Royal Dream (Henry Jacques)
Type: concentrated perfume oil
Photo by Javier Peñas on Unsplash
I cannot locate the notes for this, but to my nose, Royal Dream is a somber patchouli chypre built around rose absolute and the leaf-sap dryness of immortelle. An undercurrent of galbanum, hay, and scorched summer grasses lends a backdrop of dry, green velvet.
Don’t let these sunny-sounding, notes fool you though – Royal Dream is a nocturnal animal. It feels formal, due to a curiously starchy, antiseptic note running through the composition, which is possibly saffron. It pulls hard at a memory chord, although I fail to pinpoint why exactly. It is likely that I’m reminded of some vintage chypre, but until someone names it, I’m at a loss. Apologies for the near uselessness of this review.
Royal Medina Blend (Abdul Samad al Qurashi)
Type: mukhallat
Royal Medina Blend is a sharp, rather dour take on the theme of shamamatul amber, a traditionally Indian blend of amber, spices, woods, and flowers or herbs made according to family-owned recipes handed down through the generations. The Royal Medina Blend take on shamama essentially spikes a musky, bitter cedarwood with equally astringent saffron, roses, sandalwood, and amber. It bears some similarity to the spicy, smoky, and sour woody bone structure of the more famous 1001 Nights by Ajmal, although the ASAQ version tilts more towards vegetal amber than the spicy woods of the Ajmal.
Royal Medina Blend’s shamamatul amber base stands knee-deep in the funk of fermented, sour leather, woods, and spice, so it stands to reason that many will smell this and think they are smelling a raw, sharp Hindi oud.
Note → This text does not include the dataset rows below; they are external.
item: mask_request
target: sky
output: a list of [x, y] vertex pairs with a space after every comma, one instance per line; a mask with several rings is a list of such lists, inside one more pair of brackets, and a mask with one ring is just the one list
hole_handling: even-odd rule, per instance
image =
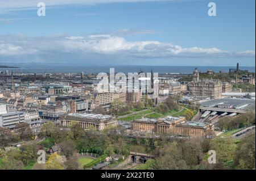
[[[46, 16], [37, 14], [39, 2]], [[216, 16], [208, 15], [208, 3]], [[9, 63], [255, 66], [254, 0], [1, 0]]]

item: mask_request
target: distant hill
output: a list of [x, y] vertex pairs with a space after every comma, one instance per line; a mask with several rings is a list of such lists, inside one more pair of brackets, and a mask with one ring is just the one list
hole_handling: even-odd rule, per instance
[[10, 66], [6, 65], [0, 65], [0, 68], [10, 68], [10, 69], [18, 69], [17, 66]]

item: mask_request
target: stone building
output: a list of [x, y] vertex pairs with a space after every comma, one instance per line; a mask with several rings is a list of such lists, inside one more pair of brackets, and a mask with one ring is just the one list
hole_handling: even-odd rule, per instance
[[126, 102], [127, 103], [138, 103], [141, 101], [141, 92], [126, 92]]
[[232, 91], [233, 86], [229, 82], [222, 83], [222, 92], [230, 92]]
[[84, 129], [95, 129], [97, 131], [117, 125], [115, 117], [93, 113], [69, 113], [60, 116], [60, 125], [63, 127], [79, 124]]
[[167, 116], [162, 119], [143, 118], [131, 121], [133, 131], [185, 136], [206, 136], [214, 133], [209, 123], [186, 121], [184, 117]]
[[193, 81], [188, 84], [188, 90], [195, 96], [209, 96], [214, 99], [221, 98], [222, 82], [219, 80], [199, 80], [199, 73], [196, 68], [193, 74]]
[[94, 94], [94, 106], [110, 104], [115, 100], [124, 103], [126, 102], [126, 92], [104, 92]]

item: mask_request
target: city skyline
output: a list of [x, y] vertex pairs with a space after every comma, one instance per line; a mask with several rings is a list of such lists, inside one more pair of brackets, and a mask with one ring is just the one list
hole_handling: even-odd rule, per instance
[[255, 1], [2, 1], [0, 64], [255, 66]]

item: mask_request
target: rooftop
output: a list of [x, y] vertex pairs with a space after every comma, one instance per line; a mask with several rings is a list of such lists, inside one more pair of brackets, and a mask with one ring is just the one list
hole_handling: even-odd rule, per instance
[[189, 126], [189, 127], [193, 127], [203, 128], [208, 124], [209, 124], [209, 123], [202, 123], [202, 122], [185, 121], [180, 123], [179, 124], [177, 124], [177, 125], [178, 126]]
[[86, 119], [109, 119], [112, 117], [110, 115], [103, 115], [101, 114], [94, 114], [94, 113], [72, 113], [68, 114], [69, 116], [74, 116], [81, 118]]
[[210, 100], [201, 103], [201, 106], [214, 107], [218, 105], [224, 104], [232, 105], [237, 109], [241, 109], [244, 110], [255, 109], [255, 100], [248, 99], [224, 98]]

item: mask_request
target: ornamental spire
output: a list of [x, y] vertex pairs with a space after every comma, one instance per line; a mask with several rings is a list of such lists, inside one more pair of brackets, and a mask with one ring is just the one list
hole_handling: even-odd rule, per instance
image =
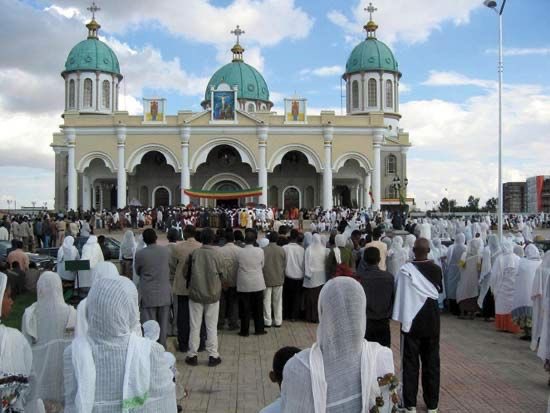
[[231, 34], [234, 34], [237, 37], [237, 42], [235, 43], [235, 46], [231, 48], [231, 51], [233, 52], [233, 61], [234, 62], [242, 62], [243, 61], [243, 52], [244, 49], [239, 43], [239, 38], [245, 33], [244, 30], [241, 30], [241, 27], [237, 25], [235, 30], [231, 30]]
[[364, 10], [369, 13], [369, 21], [363, 26], [367, 32], [367, 39], [376, 39], [376, 29], [378, 29], [378, 25], [372, 20], [372, 14], [378, 9], [374, 7], [372, 3], [369, 3], [369, 7], [365, 7]]
[[88, 39], [97, 39], [97, 32], [101, 28], [101, 25], [95, 21], [95, 13], [101, 9], [97, 7], [95, 2], [92, 2], [92, 5], [86, 10], [92, 13], [92, 20], [86, 25], [88, 28]]

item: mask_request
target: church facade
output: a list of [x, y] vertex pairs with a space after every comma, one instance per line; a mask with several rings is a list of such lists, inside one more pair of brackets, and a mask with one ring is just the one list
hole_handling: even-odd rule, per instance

This is a shamama to scare the horses, in other words, and therefore one that beginners should approach with caution.
Ruh Khus (Anglesey Organics)
Type: ruh (sort of)
The ruh khus from Anglesey Organics is much more refined than the Yam International version. It does not display any of the sharply green, earthy, rooty, almost marshy aspects of vetiver, but instead showcases only the gentlest of nutty and woody undertones. If it were a color, it would be a gray-olive green rather than a luridly bright, thick green.
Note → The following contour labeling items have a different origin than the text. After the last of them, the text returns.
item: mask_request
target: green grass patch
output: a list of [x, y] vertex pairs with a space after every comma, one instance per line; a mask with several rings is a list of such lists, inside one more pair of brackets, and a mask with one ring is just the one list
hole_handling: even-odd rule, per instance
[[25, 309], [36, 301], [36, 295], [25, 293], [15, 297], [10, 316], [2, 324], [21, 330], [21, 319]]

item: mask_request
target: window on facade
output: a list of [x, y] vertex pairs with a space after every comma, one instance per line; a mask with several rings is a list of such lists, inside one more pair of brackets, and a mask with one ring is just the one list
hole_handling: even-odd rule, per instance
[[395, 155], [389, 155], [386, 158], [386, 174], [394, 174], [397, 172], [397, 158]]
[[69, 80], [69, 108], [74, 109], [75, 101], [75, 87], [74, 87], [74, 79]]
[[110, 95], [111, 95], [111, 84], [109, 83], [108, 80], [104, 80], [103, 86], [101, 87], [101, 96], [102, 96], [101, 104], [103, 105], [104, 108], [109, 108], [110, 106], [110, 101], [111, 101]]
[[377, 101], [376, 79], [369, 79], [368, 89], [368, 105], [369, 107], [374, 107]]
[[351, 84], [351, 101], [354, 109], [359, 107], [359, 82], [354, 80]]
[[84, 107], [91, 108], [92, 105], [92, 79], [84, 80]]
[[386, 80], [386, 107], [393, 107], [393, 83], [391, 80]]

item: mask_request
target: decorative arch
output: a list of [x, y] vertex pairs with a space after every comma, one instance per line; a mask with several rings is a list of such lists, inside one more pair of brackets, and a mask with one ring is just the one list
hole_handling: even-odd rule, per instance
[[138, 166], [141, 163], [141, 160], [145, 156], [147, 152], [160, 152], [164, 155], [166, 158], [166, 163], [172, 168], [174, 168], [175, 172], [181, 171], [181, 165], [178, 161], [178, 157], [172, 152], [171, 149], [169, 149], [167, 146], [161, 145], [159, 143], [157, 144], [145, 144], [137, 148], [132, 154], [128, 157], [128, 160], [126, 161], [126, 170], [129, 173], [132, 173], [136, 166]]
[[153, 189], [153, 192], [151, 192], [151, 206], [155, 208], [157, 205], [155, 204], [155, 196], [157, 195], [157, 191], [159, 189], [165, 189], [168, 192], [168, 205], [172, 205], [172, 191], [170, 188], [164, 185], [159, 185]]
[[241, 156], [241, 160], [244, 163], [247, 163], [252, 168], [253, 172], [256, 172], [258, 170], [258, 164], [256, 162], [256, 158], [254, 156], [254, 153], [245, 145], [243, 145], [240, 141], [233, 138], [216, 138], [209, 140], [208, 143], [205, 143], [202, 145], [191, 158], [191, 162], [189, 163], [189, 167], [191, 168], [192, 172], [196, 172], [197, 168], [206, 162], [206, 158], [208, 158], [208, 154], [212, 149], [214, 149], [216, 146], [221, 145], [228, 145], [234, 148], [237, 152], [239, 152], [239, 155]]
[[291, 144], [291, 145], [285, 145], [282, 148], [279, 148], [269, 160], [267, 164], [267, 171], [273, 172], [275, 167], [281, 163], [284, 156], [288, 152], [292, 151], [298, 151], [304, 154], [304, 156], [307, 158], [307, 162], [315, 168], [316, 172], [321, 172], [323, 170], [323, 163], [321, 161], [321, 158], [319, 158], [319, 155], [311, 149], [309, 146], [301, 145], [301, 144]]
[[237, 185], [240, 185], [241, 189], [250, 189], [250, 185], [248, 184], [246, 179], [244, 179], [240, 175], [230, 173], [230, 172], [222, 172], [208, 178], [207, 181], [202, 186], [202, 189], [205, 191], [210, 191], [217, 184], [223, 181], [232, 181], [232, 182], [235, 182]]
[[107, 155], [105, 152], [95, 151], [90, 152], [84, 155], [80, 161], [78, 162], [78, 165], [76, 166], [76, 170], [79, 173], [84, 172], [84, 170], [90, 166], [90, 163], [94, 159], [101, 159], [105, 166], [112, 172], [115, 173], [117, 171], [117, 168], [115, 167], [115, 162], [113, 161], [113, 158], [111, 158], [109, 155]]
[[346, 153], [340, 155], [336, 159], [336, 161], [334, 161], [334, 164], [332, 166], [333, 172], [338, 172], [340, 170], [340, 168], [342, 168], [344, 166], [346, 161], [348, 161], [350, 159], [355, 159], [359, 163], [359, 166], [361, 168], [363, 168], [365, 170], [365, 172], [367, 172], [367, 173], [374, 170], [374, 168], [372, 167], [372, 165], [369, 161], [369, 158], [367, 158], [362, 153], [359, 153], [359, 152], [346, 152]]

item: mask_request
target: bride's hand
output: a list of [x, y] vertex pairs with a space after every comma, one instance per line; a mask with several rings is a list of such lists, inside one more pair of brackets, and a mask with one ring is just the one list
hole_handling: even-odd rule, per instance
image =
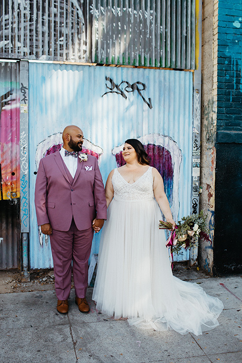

To be frank, it doesn’t strike me as a true ‘ruh’, or steam-distilled essential oil. However, the lack of purity or concentration here works to its advantage because it presents the vetiver in a gentler, more digestible format, which will please those who abhor the pungent rootiness of the pure stuff. With its aura of softly mashed and cooked greens, nutty with olive oil and salt, there is something very soothing about this oil. In the far reaches of the drydown, a pleasing hint of dry woodsmoke appears. Smoothly unobjectionable, I recommend this ruh khus to people who think they dislike vetiver, because if anything is going to convert them, it is this.
Safran White Or (Henry Jacques)
Type: concentrated perfume oil
A potent saffron over a dark, rubied rose, Safran White Or unfurls like a length of thickly-embroidered fabric handed from one prince to another. The saffron rings out as clear as a bell, a piercing diorama of freshly-tanned leather, orange peel, and iodine calling to mind both medicine and food. But before the saffron note rides too high (it is a hellishly strong material), the plummy rose softens the spice, rounding it out into a rich Christmas cake accord. There is something both bejeweled and clear about it, a sleight of hand possibly attributable to the ambergris lurking in the shallows beneath.
Safwa (Al Haramain)
Type: mukhallat
Photo by SIMON LEE on Unsplash
I never thought this would work for me, given the double whammy of cloves and camphor listed in the notes, but Safwa is a surprisingly sexy and comfortable wear. The biting dose of camphor and metallic mix of clove and cardamom in the opening was a trial until I had figured out the game. This is the mastic and cinnamon opening of Eau Lente, borrowed and repurposed in attar form – no longer an apothecary-style salve for middle Europeans but a genuine ‘soul of the souk’ affair.
Twenty minutes in, and all other notes drop out of sight for a while, leaving an oily mint note floating weightlessly over a waxen patchouli. It is not a fresh mint note, even, but strands of mint roots left to rot gently in a glass of water. A most strange and unconventional opening to a Middle-Eastern mukhallat, I appreciate Safwa even more for not taking the tried and tested route towards exotica.
The pungent, spicy greenness up top acts as a necessary prelude to the main act, which is a muted patchouli so beautiful it makes me think of piles of red and brown leaves on a forest floor. It shares with Patchouli Bohème by LM Parfums the same musky-ambery vanilla and sandalwood base that makes the patchouli note slightly edible.
Further on, a smoky labdanum reveals itself, its grit roughing up the smooth woodiness of the vanilla, patchouli, and musk. The golden pool of amber and patchouli slowly becomes cross-contaminated with the black oiliness of uncured leather. It is very sensual. On balance, Safwa has much more development on my skin than any of the other high-end Al Haramain attars, and the only one where the complex list of notes bears out on the skin.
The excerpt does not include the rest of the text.